Non si tratta di essere nostalgici del Bancor, tuttavia ci si chiede se in questi ultimi due decenni, anziché correre a “rotta di collo” o cullarsi nella autoassolvente “great moderation” di L. Summers, o nella arrendevole tesi del “global saving glut” (l’orda del risparmio globale) di B. Bernanke, avessimo posto sul tavolo sin dal calare del secolo scorso, in occasione delle grandi assisi internazionali (G 7, ecc.), l’annosa questione su come stendere un sistema di regole condivisibili globali, probabilmente da qualche tempo questo ordinamento sarebbe già in funzione, il cui effetto si sarebbe tradotto nell’attenuare la crescente disuguaglianza in occidente e nel contempo avrebbe indotto i paesi emergenti a introdurre garanzie e diritti senza compromettere la loro crescita.
Questo obiettivo non poteva essere altro che prioritario per i “grandi” di questa terra e soprattutto lungimirante per chi tra questi si fosse professato liberale progressista o socialdemocratico.

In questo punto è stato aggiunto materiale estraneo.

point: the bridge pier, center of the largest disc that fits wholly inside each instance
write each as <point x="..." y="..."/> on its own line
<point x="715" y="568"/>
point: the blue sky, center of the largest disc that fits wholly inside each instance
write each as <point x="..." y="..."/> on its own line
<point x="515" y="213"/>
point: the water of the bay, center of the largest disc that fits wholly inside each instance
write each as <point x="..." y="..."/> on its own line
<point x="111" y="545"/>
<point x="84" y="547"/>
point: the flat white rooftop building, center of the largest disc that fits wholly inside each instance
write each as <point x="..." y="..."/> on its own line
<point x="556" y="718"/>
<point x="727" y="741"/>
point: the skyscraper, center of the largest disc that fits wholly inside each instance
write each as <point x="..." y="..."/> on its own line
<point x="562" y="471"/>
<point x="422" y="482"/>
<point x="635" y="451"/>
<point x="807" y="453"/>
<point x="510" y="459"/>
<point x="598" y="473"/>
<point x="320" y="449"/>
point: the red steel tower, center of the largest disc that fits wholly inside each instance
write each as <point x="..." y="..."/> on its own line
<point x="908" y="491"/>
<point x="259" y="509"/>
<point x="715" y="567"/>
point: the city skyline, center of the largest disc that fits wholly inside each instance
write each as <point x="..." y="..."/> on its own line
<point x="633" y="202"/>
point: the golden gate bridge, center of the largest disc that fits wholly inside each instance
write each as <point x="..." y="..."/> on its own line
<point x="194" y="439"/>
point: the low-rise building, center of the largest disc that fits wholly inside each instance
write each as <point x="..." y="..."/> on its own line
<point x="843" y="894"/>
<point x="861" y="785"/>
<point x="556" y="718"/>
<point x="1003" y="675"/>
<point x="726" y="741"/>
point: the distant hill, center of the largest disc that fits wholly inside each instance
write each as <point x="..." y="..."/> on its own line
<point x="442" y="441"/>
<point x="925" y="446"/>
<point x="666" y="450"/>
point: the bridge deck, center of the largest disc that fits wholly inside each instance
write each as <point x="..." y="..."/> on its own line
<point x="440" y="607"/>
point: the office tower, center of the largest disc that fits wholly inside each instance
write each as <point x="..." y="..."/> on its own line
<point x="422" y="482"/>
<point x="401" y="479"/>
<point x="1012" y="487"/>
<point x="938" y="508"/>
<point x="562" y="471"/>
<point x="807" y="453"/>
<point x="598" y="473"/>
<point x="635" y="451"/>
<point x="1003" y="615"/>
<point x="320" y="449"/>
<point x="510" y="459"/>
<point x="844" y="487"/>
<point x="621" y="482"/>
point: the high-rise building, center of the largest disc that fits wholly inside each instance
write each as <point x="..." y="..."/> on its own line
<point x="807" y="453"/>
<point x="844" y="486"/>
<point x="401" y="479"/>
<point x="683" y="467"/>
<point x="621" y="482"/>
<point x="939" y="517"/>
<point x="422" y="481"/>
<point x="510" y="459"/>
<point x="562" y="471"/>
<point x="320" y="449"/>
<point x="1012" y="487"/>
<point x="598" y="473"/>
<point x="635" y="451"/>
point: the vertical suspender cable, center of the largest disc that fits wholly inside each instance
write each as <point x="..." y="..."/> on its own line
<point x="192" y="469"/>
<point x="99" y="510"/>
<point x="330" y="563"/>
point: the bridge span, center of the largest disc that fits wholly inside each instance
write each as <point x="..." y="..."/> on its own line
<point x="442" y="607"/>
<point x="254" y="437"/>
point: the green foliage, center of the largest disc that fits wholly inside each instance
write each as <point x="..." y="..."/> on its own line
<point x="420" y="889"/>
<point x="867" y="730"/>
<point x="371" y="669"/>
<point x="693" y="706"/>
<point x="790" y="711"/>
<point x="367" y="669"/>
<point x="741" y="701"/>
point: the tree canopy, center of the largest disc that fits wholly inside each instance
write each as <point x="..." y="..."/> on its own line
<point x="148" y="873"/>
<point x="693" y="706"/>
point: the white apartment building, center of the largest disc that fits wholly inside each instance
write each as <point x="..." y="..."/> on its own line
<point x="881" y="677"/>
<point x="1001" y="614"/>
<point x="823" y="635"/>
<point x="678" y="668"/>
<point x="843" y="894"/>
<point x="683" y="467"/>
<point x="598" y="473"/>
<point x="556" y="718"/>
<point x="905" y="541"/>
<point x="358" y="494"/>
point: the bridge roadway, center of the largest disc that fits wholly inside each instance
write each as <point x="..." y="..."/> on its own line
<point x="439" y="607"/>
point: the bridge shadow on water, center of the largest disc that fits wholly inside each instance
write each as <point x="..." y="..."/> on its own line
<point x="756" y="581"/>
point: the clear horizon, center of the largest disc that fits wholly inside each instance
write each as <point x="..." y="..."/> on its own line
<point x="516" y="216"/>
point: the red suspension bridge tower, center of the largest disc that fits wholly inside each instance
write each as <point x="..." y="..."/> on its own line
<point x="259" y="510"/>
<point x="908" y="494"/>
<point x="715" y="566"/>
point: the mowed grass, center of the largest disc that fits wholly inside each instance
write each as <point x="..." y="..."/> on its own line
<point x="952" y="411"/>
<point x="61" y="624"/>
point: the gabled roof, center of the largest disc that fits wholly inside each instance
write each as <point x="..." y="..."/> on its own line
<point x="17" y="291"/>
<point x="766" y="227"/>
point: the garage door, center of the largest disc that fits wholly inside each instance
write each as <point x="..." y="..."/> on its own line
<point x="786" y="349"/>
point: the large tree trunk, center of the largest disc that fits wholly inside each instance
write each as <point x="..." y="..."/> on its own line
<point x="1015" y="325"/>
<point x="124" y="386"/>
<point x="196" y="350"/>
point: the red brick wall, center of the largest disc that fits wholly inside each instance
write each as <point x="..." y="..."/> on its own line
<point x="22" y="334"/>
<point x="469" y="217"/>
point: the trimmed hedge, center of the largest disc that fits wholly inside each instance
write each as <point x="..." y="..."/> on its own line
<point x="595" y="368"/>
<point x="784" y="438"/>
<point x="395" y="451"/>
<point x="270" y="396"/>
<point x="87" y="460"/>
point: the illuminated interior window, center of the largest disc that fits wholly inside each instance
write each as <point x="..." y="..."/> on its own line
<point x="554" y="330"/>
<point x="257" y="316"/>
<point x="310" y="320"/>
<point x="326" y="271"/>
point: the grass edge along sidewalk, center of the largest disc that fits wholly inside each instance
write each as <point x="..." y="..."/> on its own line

Purtroppo, tale progetto non è stato mai preso seriamente in esame.
Il binomio Obama/Clinton, troppo impegnato nella “esportazione” dei valori democratici (rivoluzioni arabe), non avrebbe mai potuto avanzare un disegno di tale consistenza, poiché questo collideva con le munifiche donazioni delle merchant bank statunitensi – istituzioni assai aliene a qualsiasi forma di regolamentazione – aventi lo scopo di garantirsi le proprie rielezioni.
L’establishment “liberal” a stelle strisce si dispiegò esclusivamente nell’ossessionare Cina e India sul problema del riscaldamento terracqueo.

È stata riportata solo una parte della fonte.